DocNow / diffengine

track changes to the news, where news is anything with an RSS feed
MIT License
177 stars 30 forks source link

Configurable tweet text #74

Closed nahuelhds closed 4 years ago

nahuelhds commented 4 years ago

Now, the tweets can differentiate what changed between both versions: the URL, the title and/or the summary.

For accomplish that, a new config is added

lang:
  change_in: "Change in"
  the_url: "the URL"
  the_title: "the title"
  and: "and"
  the_summary: "the summary"

Only if all the keys are defined in the lang dict inside the config.yaml then the tweet will include what's changed followed by the diff.url. The following are examples for the texts -in spanish with the old url, this PR will includes the new diff url-

Also applies for URL changes, but I didn't see any event in real life yet.

nahuelhds commented 4 years ago

@edsu this is ready to be reviewed/merged.

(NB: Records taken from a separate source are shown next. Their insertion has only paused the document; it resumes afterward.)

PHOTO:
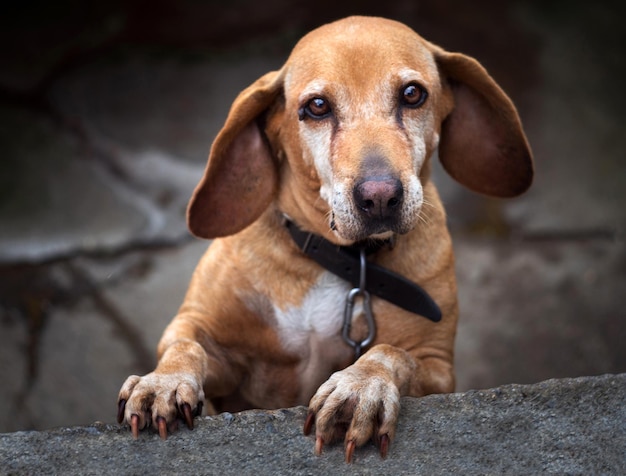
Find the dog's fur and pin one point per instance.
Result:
(335, 141)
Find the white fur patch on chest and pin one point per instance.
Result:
(321, 313)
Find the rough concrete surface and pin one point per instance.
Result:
(107, 112)
(569, 426)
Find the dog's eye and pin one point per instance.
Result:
(413, 95)
(316, 108)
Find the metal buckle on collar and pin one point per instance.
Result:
(367, 310)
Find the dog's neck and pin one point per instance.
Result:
(343, 261)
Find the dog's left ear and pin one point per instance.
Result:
(482, 144)
(241, 177)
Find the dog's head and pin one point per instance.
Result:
(340, 137)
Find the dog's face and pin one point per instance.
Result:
(365, 117)
(340, 137)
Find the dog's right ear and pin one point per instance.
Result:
(241, 176)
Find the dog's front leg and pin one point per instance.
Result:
(173, 390)
(363, 400)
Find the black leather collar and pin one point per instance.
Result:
(343, 261)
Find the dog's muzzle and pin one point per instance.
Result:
(379, 201)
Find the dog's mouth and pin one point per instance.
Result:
(362, 230)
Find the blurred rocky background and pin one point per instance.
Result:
(107, 113)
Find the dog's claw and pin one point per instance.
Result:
(134, 425)
(187, 414)
(319, 443)
(384, 445)
(350, 446)
(308, 423)
(121, 406)
(162, 424)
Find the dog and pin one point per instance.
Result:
(330, 278)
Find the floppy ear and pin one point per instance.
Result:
(241, 177)
(482, 143)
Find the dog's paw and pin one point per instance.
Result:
(357, 403)
(159, 400)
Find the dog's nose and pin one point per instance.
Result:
(379, 197)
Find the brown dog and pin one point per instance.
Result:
(317, 184)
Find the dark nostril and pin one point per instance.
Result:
(378, 196)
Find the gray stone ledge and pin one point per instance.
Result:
(574, 426)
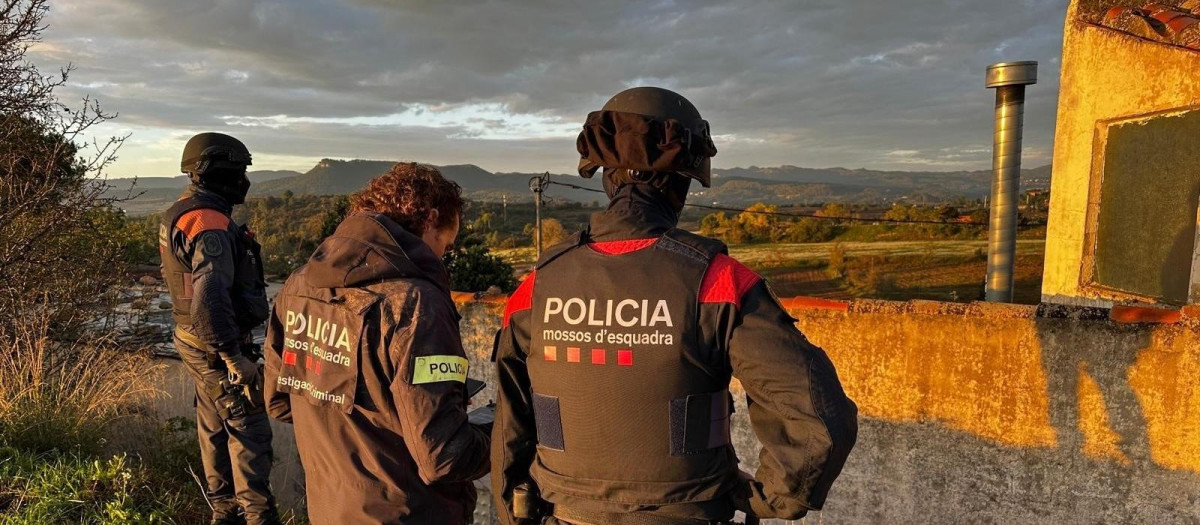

edsu commented 4 years ago

Sorry for the delay on this @nahuelhds -- this all looks good but I was wondering if by the_summary you actually mean the content of the page? Also I'm not quite sure how we would track changes to the URL since right now there is only one URL per set of diffs. All the EntryVersions belong to an Entry, that has one URL.

nahuelhds commented 4 years ago

I assumed that the diff was done over the content given by the RSS feed. I think it's not all the content inside the RSS, right? If that's not the case, then maybe it actually is the content and not just the summary of it.

You know better than me here. Otherwise, I should check in deep later!

edsu commented 4 years ago

It is understandable that there is confusion about summary because the EntryVersion class uses a property named summary. The value of summary is actually not the text from the RSS feed, but text from the page itself, after the boilerplate of the page has been removed with Readability and had extraneous HTML removed with bleach. You can see the process here https://github.com/DocNow/diffengine/blob/master/diffengine/__init__.py#L166-L170

All that being said, maybe it's best to stick with summary since that is what Readability calls it, and its what is in the model. But I think the default string value should be "the page"?

nahuelhds commented 4 years ago

Nice. I'll create an issue for that one!